There were times when I had the distinct impression that Shaikh Musa was trying to warn me about Abu-‘Ali. The two of them were of the same age after all, in their mid-fifties; they had grown up together, and Shaikh Musa probably knew him as well as anyone in the hamlet. Once, while dining with Shaikh Musa and his family, I had the feeling that he was cautioning me, in an oblique and roundabout way, telling me to be careful with Abu-‘Ali. It was only because of a series of unfortunate interruptions that I didn't beg him right then to find me some other house to live in.

We were sitting in his bedroom that evening. Shaikh Musa, his son Ahmed, his two grandsons and I were eating out of one tray, while the women of the household were sharing another, at the other end of the room. It was something of a special occasion for I had just crossed an invisible barrier. Whenever I had eaten at Shaikh Musa's house before, it had been in the ‘mandara, the guest-room on the outside of the house, facing the lane; every house had one, for this was the room where male guests were usually received. But on this occasion, after saying his evening prayers, Shaikh Musa had risen to his feet and led me out of the guest-room, into the lamplit interior of the house.

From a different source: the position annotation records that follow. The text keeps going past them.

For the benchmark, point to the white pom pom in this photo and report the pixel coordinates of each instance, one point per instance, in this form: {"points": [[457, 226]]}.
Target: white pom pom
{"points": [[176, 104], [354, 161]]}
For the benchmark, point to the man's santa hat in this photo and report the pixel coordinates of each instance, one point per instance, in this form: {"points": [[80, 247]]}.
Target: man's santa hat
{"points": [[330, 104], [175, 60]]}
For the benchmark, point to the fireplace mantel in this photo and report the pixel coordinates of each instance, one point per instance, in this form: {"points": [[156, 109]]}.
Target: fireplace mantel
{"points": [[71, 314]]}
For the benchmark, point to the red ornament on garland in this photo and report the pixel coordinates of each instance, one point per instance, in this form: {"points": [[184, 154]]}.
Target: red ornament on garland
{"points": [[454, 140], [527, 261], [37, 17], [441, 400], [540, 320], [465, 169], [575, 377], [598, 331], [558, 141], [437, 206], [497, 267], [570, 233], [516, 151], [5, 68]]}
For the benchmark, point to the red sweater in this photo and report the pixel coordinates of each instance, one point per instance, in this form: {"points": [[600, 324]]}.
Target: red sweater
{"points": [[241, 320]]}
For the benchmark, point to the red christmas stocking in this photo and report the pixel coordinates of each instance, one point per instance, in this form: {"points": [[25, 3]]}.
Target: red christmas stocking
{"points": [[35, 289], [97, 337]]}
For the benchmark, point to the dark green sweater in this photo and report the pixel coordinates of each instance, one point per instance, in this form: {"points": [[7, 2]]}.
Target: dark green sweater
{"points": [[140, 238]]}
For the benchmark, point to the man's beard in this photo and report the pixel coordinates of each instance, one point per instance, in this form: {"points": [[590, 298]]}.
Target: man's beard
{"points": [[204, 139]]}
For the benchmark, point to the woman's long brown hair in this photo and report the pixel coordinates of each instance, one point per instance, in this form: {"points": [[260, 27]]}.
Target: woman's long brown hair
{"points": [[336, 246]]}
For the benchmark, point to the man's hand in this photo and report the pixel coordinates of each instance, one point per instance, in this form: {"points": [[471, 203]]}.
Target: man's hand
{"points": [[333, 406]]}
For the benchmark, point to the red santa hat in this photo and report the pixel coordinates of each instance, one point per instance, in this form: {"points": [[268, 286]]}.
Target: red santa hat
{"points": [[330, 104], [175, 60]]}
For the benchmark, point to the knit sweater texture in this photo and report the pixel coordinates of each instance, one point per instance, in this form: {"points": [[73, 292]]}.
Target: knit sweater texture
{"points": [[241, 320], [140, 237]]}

We had gone directly to his bedroom, pushing past a nuzzling sheep tethered by the door. Shaikh Musa chased a brood of chickens off an old sheepskin, sending them scuttling under his bed, and we seated ourselves on the floor and played with Ahmed's two young sons while waiting for the rest of the family. After Ahmed returned from the mosque, two women came into the room carrying a pair of trays loaded with food. The trays were set out on the floor, and the women gathered around one, while we seated ourselves at the other; each tray was as big as a cartwheel, and there was plenty of room for all of us.

There were three women in the room now, all of them young, one in the first bloom of her adolescence with a gentle, innocent face and a rosy complexion—a family inheritance shared by many of the inhabitants of Lataifa. From the strong resemblance she bore to Ahmed, I knew at once that she was his sister. The other two women were a good deal older, perhaps in their mid-twenties. One was a pale, pretty, self-possessed young woman, dressed in a long, printed skirt. The other was dark and thick-set, and she was wearing a black fus
ân, a heavy, shapeless robe that was the customary garb of a fellah woman.

I had encountered all of them before, occasionally at the doorway to Shaikh Musa's house and sometimes in the guest-room when they came in to hand out tea. There were times when I had the impression that I had passed them in the lanes of the hamlet, but I was never quite sure. The fault for this lay entirely with me, for neither they nor anyone else in Lataifa wore veils (nor indeed did anyone in the region), but at that time, early in my stay, I was so cowed by everything I had read about Arab traditions of shame and modesty that I barely glanced at them, for fear of giving offence. Later it was I who was shame-stricken, thinking of the astonishment and laughter I must have provoked, walking past them, eyes lowered, never uttering so much as a word of greeting. Shaking hands with them now, as we sat down to dinner, I tried to work out the connections between them and the rest of the family. The pretty woman in the printed dress was Ahmed's wife, I decided: her clothes and her bearing spoke of a college, or at least a high-school, education. Since Ahmed had been through school and college too, I had every reason to assume that they were a couple. As for the other woman, the dark one in the black dress, it took me no more than a moment's thought to reach a
conclusion about her: she was the wife of Shaikh Musa's other son, I decided, Ahmed's younger brother, Hasan.